Hope is only hope when things seem hopeless.  Our nation is the oldest enduring republic in the history of the world, with a set of political institutions and traditions that have stood the test of time.  We have lost a lot of the world's respect recently.  Through the prophet Ezekiel God offers us hope (36:24-28): "I will give you my own spirit to lead you in my ways faithful to what I command.  Then you will live in the land the land I gave your ancestors.  You will be my people and I will be your God."
We have talked so much about the separation of church and state that we may not remember that, while our country was not founded on a particular denomination, it was founded on a kind of natural religion that almost all the great faiths of the world have in common: belief in God, an after-life, divine reward and punishment, responsibility to others.  Roger Williams, the strong proponent of the separation of church and state insisted that natural religion was a necessary condition for any free republic to maintain order and to be effective.  Our Declaration of Independence says that "all men are created."  We needn't be bashful about it.

Saturday, July 4, 2020

United States


We seem determined to be the un-united States, even turning a pandemic into a matter of partisan politics.  To wear of not to wear a mask!!  George Washington warned our infant nation that disagreement and argument between political parties was the biggest danger to unity that we faced.  We have got ourselves to the point where we need to rededicate ourselves to working for unity.  As we surrender to our God who is Love, we beg that every last one of us may be filled with Love so strong that we will once again be the United States.

Wednesday, July 1, 2020

Peace to the Nations


The Old Testament passage chosen for most Sundays throws light on  the Gospel.  Matthew 11:25-30 asks us to imitate a gentle Jesus. The first reading from the Prophet Zechariah 9:9-10 stresses peace.

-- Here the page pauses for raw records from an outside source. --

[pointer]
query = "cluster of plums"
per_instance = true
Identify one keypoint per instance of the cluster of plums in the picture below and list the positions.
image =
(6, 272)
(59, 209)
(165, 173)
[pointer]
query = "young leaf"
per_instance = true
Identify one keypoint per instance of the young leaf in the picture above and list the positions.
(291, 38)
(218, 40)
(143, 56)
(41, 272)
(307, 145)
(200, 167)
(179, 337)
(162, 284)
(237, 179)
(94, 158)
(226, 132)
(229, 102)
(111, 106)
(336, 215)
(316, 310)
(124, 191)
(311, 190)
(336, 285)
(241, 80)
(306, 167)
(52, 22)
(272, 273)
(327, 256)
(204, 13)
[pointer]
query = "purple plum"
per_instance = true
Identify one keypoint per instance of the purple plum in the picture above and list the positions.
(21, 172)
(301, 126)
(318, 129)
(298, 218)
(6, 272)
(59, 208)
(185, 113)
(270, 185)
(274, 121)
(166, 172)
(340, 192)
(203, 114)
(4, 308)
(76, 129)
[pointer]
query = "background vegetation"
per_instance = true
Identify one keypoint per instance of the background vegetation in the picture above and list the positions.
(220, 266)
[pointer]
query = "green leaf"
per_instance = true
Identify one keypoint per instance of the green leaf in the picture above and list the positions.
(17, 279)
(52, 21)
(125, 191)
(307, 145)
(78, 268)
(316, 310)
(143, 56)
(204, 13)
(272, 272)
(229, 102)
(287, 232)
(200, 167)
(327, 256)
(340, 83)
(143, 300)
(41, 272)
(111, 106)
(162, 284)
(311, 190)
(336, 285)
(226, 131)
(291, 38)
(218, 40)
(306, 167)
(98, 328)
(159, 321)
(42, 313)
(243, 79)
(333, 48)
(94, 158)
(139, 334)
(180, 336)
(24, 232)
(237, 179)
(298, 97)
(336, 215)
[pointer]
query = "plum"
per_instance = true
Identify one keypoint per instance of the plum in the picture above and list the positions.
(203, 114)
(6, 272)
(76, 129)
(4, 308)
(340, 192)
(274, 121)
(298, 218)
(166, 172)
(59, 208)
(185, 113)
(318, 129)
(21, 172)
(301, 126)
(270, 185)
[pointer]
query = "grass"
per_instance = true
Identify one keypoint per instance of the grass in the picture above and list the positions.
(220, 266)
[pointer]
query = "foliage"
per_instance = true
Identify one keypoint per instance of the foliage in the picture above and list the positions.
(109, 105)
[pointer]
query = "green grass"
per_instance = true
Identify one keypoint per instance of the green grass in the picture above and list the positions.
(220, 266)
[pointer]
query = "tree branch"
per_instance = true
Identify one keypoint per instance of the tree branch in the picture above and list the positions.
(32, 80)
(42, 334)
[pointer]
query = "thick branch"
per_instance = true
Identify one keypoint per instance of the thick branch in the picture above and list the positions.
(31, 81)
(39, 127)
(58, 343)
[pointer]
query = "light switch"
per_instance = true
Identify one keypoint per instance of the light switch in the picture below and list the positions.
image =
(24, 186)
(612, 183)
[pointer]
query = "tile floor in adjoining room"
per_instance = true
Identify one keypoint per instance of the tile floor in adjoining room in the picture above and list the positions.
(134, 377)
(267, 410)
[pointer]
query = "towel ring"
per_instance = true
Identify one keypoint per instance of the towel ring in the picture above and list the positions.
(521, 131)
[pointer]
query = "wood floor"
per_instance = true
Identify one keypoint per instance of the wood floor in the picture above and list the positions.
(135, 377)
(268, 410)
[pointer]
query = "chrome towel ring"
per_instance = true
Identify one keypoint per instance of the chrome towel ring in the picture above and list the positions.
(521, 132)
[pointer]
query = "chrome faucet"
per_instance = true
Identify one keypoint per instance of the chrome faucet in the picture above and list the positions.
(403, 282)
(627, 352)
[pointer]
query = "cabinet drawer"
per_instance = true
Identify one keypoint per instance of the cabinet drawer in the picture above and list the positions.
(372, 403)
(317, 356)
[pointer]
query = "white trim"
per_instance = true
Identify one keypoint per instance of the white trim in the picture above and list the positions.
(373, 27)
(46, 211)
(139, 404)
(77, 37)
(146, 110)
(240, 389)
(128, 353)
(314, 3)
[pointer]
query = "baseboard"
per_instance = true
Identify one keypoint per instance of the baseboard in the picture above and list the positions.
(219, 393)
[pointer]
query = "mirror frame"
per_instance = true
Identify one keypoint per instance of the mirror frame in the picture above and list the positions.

A king riding on a donkey comes for peace.  Perhaps worth mentioning is that there is only one animal in the picture.  In Hebrew poetry a second line often repeats a first line in different words.  It was common for rulers to ride around their kingdom on donkeys.  This peace-bringing king does not ride a warhorse.  In fact he banishes them along with bows and chariots used in war. 
Peace is a dream of the human race.  I'm reading a book in which one character is a boy who graduates from high school just at the time when the United States is considering entering the Second World War.  He considers himself a pacifist.  Dorothy Day is one of his heroes.  His family and friends think he is an unrealistic dreamer.  His is a very hard stance to maintain in the face of Hitler's evil.  And so it goes.
We need a gentle leader who can bring us to take seriously the possibility of "No More War."